In Blink's latest quarterly earnings report — from July through September — the company said it generated $900,000 in revenue and lost nearly $4 million. And while Blink hasn't yet reported full year results for 2020, estimates by Roth Capital Partners suggest the company saw $5.2 million in revenue and lost $13.4 million.

Blink touts its owner-operator business model, which allows the company to deploy chargers and collect a fee each time a charger is used. Farkas has said the business model depends on more drivers shifting to EVs. The company anticipates that will happen in the coming years.

But revenue from Blink's charging service was down in 2020, when the company made an estimated $800,000 in charging service revenue, compared with $1.36 million in 2019. Blink blamed the pandemic for the decline in charger usage, with fewer drivers on the road last year.

Even so, revenue from Blink's charging service has been flat since 2015, when Blink made $1.7 million in revenue from the service. In 2018, its charging service brought in revenue of $1.26 million.

And in 2019, Blink reported $2.8 million in total revenue. By comparison, competitor ChargePoint — which is going public this week— posted $144.5 million in revenue in 2019.

ChargePoint boasts a network of more than 115,000 chargers, compared with Blink's 6,900 chargers.

"Blink operates in a competitive market with low barriers to entry, and many competitors have greater financial resources that could make competitive investments that could be difficult to match," Roth Capital analyst Craig Irwin wrote in Feb. 5 note to investors.

Despite some of the risks facing Blink, Irwin recently issued a "buy" rating on the company and set a $67 price target for its shares.

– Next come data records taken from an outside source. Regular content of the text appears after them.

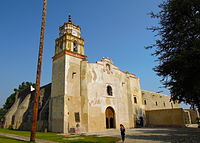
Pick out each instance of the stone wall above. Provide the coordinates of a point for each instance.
(165, 118)
(125, 87)
(153, 100)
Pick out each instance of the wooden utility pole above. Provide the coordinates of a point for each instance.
(38, 76)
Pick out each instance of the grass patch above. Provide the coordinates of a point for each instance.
(4, 139)
(63, 139)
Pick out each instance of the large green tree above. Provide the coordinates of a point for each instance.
(178, 49)
(11, 99)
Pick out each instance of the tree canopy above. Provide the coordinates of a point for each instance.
(178, 49)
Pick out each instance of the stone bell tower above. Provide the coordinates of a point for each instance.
(64, 111)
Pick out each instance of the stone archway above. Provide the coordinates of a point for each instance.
(110, 118)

That's 19 percent above where Blink shares traded Wednesday.

While the business of charger stations may be competitive, Irwin said there's plenty of room for a number of large EV charging players.

"There are hundreds of millions of EV chargers that are going to be needed by 2030, and then by 2040," he said. "So when I look at Blink or ChargePoint, the market estimates could be off by 50 percent and these companies could still make numbers."

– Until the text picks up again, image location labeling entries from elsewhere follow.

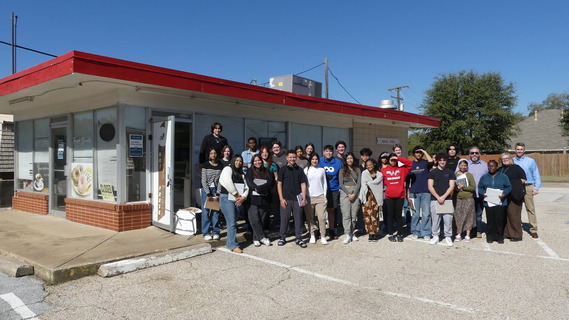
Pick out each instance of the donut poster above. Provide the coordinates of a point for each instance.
(82, 179)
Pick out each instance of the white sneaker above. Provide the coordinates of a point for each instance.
(434, 240)
(312, 239)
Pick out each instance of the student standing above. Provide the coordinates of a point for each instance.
(371, 197)
(495, 211)
(332, 167)
(350, 182)
(441, 184)
(233, 194)
(316, 203)
(211, 170)
(260, 182)
(291, 186)
(394, 181)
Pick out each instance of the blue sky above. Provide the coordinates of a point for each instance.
(371, 45)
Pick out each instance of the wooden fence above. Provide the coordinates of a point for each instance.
(549, 164)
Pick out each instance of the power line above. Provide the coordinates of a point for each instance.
(333, 75)
(29, 49)
(296, 74)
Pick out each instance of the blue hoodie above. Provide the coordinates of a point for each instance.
(332, 168)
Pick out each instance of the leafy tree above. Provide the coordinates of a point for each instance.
(475, 110)
(554, 101)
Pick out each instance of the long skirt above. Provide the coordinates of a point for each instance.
(464, 215)
(370, 211)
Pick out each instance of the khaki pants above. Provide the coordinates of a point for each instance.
(316, 205)
(530, 208)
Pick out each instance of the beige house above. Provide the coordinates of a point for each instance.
(115, 144)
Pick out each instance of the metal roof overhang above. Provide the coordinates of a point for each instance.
(77, 74)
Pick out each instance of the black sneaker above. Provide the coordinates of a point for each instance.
(301, 244)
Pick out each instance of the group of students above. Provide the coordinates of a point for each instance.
(329, 192)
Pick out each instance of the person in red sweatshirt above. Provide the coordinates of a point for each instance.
(394, 183)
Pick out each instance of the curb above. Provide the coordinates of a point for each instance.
(148, 261)
(15, 268)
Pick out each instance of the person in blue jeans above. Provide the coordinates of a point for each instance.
(419, 195)
(232, 195)
(211, 170)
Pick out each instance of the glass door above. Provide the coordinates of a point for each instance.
(58, 176)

Although it's relatively small, Blink is one of only a handful of players in the charging industry with scale, Irwin said.

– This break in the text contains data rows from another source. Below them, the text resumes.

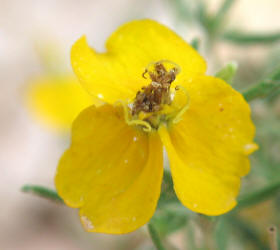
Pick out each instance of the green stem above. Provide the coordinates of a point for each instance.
(242, 38)
(43, 192)
(155, 237)
(264, 88)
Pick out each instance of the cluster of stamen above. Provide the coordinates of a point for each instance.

The hype around electric vehicle charging allowed the company to offer additional shares in January and raise $221 million in cash.

"Blink probably will be one of the more interesting companies five to 10 years from now," Irwin said.

Since 2018, when Blink went public, the company has generated about $10.6 million in revenue — and paid out $26 million in executive compensation.

After Blink shares surged to record highs in mid-January, Farkas sold $22 million worth of company stock. The move drove the stock price down by 3 percent the day it was announced.

"He got paid in stock for so many years, he has a right to do that," Irwin said. "(Farkas) deserves the fruits of his labor."

Still, Blink's yearly losses have grown. The company lost $3.4 million in 2018, $9.6 million in 2019 and an estimated $13.4 million last year. Irwin said Blink may reach profitability in 2023.

"They are showing a loss, and speaking with (Blink) and talking about their financial performance, that's something, based on their strategy and where this market is moving, that will turn the corner some place in the future to be a positive net income stream," said Troy Elliot, the city's deputy chief financial officer.

As part of the deal with the city, Blink will apply for a grant worth $2,500 per installed charger through the Texas Volkswagen Environmental Mitigation Program. City officials have said that as a grant recipient, state regulators would closely watch Blink to ensure it's living up to its commitments.

City staffers still have to figure out where exactly to place the Blink chargers but said they would be spread throughout the city.

Council members unanimously approved the contract Feb. 4.

"We know (the Blink agreement) is going to help us make a big leap in people adopting the use of electric vehicles," District 7 Councilwoman Ana Sandoval said. "Having the infrastructure installed will be tremendously helpful."

(c)2021 the San Antonio Express-News. Distributed by Tribune Content Agency, LLC.